Je commençais à sommeiller quand
soudain, sous ma fenêtre, retentit le bruit familier de tôles
froissées de voitures entrées en collision. Si l’évènement
paraît comme banal, la plupart du temps il prend ici une dimension surréaliste
car, tout choc entre véhicules automobiles, même sans gravité,
nécessite l’intervention d’une équipe de policiers
spécialisés chargés de constater les circonstances de l’accident
et de relever le détail des dommages. Le délai d’intervention de ces
policiers se situe entre une et deux
heures après le choc. Entre temps, les automobilistes concernés,
même si les conséquences de la collision sont anodines, doivent
rester sur place et laisser leurs véhicules immobilisés sur la
chaussée, empêchant parfois la circulation dans les deux sens,
ce qui ne manque pas de provoquer d’énormes bouchons dans le quartier.
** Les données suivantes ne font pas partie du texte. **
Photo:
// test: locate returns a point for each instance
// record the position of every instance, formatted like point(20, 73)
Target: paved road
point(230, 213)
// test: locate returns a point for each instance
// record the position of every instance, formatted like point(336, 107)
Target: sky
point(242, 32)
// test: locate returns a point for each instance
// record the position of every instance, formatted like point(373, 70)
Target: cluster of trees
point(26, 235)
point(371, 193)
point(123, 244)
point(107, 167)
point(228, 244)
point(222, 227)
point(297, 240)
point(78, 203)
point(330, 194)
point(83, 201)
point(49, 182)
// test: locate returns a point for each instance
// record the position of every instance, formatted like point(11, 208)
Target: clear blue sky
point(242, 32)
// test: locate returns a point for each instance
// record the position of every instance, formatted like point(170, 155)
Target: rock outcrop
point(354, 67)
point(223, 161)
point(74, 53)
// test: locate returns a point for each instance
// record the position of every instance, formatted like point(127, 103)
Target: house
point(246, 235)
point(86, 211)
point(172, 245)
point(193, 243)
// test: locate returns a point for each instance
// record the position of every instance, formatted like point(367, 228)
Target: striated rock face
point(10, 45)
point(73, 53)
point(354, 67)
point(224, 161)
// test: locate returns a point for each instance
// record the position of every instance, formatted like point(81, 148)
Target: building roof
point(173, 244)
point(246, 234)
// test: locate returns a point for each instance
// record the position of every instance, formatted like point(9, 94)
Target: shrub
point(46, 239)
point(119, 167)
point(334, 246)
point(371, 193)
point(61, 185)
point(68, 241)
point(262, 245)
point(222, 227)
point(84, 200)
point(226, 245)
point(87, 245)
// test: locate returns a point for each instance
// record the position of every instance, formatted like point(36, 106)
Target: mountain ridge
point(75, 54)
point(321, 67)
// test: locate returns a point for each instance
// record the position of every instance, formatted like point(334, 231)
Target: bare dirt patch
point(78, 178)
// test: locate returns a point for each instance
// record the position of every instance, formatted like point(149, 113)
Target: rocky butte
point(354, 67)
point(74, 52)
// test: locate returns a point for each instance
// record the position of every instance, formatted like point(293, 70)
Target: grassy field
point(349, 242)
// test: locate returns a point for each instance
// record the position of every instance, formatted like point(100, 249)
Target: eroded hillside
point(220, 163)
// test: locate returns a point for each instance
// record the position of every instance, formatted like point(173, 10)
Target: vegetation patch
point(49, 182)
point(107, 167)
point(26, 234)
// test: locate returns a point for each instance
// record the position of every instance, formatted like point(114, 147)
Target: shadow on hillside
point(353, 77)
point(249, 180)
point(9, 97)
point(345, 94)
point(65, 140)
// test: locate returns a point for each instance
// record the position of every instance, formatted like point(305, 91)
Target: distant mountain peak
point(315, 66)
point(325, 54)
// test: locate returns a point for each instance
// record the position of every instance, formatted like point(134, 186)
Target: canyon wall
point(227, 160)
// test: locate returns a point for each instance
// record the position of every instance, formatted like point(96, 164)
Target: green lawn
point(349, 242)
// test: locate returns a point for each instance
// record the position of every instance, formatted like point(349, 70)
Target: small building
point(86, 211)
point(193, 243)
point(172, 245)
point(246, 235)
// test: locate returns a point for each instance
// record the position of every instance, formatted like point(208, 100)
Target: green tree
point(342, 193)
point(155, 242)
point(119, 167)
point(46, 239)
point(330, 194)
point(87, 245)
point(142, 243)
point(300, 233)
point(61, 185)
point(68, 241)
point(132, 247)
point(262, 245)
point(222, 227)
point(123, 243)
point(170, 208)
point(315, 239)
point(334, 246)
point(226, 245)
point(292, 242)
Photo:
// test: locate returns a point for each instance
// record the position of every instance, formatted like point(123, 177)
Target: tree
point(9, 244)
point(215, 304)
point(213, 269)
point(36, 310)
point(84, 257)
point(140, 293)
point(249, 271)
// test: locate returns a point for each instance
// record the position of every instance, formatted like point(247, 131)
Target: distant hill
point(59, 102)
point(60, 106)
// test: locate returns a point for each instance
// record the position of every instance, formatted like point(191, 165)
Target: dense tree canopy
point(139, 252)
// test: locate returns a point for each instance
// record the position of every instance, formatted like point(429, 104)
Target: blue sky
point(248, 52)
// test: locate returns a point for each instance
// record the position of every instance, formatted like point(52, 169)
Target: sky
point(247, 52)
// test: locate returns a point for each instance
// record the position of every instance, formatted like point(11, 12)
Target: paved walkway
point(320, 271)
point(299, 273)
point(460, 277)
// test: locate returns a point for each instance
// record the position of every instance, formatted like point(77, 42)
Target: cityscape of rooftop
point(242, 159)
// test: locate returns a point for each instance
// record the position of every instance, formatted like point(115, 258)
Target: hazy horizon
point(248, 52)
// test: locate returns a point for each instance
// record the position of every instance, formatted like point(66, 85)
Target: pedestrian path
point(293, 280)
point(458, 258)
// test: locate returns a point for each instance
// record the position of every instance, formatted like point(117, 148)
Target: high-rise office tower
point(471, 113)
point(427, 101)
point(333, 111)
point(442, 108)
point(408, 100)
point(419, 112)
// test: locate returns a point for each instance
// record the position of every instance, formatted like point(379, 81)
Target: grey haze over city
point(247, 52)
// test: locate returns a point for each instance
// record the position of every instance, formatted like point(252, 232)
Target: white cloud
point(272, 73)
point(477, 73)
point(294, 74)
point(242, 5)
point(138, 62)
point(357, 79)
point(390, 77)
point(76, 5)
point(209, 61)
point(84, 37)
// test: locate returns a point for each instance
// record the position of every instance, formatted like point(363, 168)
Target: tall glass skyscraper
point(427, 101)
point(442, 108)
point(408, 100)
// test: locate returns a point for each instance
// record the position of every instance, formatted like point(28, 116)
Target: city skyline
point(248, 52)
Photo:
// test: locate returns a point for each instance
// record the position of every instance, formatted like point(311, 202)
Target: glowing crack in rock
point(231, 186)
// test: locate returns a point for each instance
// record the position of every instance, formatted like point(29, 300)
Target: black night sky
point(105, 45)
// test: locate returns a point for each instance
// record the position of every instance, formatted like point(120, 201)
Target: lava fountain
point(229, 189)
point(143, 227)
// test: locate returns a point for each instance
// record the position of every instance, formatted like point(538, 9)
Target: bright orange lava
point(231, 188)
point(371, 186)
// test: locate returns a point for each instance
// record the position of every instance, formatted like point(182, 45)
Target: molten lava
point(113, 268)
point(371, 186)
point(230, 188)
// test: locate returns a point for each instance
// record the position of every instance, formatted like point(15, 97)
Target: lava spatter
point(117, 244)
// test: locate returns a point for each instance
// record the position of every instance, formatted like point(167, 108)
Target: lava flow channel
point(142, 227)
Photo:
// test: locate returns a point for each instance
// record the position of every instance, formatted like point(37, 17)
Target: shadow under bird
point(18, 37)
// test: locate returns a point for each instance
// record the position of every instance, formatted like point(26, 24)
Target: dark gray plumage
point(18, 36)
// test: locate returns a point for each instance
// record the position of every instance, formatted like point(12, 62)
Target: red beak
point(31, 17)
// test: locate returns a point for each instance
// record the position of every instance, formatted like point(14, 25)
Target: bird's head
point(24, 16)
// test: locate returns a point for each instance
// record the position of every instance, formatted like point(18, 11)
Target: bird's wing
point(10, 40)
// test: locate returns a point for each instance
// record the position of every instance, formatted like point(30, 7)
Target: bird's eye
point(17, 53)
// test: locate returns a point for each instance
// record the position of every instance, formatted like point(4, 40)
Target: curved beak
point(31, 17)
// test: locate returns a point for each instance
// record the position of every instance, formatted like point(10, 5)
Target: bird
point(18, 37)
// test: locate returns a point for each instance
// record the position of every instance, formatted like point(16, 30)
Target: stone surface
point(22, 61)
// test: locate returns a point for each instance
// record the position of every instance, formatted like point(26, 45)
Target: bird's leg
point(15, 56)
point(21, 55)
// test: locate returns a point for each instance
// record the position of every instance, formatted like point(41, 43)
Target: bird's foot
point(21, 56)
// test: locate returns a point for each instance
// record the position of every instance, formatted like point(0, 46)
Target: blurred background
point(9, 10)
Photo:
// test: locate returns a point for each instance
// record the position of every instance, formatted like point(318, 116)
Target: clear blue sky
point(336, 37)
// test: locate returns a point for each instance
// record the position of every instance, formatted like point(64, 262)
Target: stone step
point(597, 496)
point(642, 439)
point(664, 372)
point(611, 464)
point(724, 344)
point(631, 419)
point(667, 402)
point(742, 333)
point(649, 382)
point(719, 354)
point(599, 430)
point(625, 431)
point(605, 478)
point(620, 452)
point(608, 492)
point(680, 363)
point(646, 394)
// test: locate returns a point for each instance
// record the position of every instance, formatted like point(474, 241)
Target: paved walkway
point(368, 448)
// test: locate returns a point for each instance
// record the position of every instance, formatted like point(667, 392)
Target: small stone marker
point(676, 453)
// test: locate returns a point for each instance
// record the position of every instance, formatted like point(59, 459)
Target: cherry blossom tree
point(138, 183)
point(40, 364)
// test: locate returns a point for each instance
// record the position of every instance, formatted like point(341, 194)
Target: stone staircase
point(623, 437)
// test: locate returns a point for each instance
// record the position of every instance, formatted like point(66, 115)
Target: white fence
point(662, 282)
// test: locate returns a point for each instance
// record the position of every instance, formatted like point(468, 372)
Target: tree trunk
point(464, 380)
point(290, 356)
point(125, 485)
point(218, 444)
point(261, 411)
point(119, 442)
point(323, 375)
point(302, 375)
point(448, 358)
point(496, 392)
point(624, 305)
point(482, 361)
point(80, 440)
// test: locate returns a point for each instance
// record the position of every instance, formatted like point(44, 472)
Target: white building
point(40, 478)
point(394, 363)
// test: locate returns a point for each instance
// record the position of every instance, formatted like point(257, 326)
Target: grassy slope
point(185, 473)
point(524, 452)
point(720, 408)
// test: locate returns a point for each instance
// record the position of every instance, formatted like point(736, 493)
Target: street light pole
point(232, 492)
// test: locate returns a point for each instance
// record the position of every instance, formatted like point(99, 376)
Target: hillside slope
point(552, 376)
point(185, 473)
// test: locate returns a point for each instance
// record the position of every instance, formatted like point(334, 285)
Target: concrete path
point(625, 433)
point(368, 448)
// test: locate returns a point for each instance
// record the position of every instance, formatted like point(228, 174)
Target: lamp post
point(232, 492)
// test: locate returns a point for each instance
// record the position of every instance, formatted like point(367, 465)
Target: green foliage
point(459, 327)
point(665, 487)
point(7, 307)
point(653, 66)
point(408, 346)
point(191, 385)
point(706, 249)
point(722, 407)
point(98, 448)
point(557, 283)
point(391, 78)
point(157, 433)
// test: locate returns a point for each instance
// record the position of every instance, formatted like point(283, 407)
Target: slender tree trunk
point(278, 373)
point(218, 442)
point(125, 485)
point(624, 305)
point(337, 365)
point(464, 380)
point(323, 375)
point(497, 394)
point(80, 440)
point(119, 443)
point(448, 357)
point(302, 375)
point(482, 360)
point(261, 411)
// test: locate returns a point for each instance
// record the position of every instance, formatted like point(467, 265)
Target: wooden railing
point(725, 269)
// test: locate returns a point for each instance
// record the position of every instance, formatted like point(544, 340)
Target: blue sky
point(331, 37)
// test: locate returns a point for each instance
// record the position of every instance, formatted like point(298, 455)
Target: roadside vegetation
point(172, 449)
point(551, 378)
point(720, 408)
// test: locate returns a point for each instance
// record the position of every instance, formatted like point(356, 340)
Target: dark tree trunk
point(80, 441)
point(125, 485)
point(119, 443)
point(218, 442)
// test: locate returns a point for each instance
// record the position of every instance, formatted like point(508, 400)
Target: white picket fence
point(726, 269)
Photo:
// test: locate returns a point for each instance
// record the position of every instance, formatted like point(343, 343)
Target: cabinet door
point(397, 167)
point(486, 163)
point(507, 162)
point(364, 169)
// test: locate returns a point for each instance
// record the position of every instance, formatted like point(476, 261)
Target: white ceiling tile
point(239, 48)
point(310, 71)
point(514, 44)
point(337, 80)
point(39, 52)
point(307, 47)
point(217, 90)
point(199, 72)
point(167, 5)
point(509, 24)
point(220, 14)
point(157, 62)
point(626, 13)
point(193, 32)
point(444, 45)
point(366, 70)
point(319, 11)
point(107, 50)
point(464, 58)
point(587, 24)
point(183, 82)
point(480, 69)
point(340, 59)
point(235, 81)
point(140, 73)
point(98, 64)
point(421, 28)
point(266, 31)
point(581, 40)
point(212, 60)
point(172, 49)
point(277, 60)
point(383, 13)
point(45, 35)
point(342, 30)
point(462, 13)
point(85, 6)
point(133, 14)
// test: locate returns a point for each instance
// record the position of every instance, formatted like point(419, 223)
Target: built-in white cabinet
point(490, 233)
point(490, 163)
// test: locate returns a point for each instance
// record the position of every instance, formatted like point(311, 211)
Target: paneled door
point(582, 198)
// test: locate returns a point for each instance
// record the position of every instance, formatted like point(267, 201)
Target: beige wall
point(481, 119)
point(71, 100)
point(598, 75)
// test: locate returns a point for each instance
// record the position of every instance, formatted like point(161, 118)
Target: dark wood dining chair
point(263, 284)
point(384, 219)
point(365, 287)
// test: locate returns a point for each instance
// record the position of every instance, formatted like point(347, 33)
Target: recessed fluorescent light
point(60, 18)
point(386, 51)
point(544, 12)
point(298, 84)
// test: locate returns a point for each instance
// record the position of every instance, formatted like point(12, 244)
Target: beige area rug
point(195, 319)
Lorsque des tramways circulent également sur cette chaussée, ce sont alors des dizaines de trams qui se trouvent immobilisés
avec, à l’intérieur, des centaines de passagers. Tout cela
pour une aile froissée ! Transposez cela sur Rouen ou Caen où
l’on vient de mettre en circulation un nouveau tramway, vous imaginez
l’énervement des citadins. Ici, on ne connait pas ce genre de stress
car les conducteurs des tramways, les passagers, les automobilistes, les badauds,
se réunissent sur le lieu de l’accident et papotent longuement
et tranquillement, indifférents aux monstrueux bouchons qui paralysent
la ville. Pendant ce temps, j’observe. C’est
ainsi que j’ai imaginé un nouveau système qui permettrait
d’éviter l’intervention des policiers spécialisés
et, par voie de conséquence, libèrerait rapidement la chaussée
des véhicules accidentés.
Une invention
Avant de la faire breveter, voici mon
invention. Comme l’œuf de Christophe Colomb, et comme les «gouttières
non effondrables», il suffisait d’y penser. A l’usage des
automobilistes, j’ai donc conçu un document simplifié destiné
à «constater» les conséquences de rencontres accidentelles
entre deux ou plusieurs véhicules. Ce document, toujours présent
dans les boites à gants des véhicules, serait constitué
de deux feuilles identiques – le premier autocopiant - et comporterait
les emplacements nécessaires pour noter les identités des mis
en cause, les références des assurances éventuelles ainsi
que les circonstances de l’accident (par exemple : «heurtait l’arrière
du véhicule précédent» ou «venait de droite dans un carrefour»
ou «véhicule quittant un stationnement»). En résumé,
ce document serait une sorte «constatation amiable».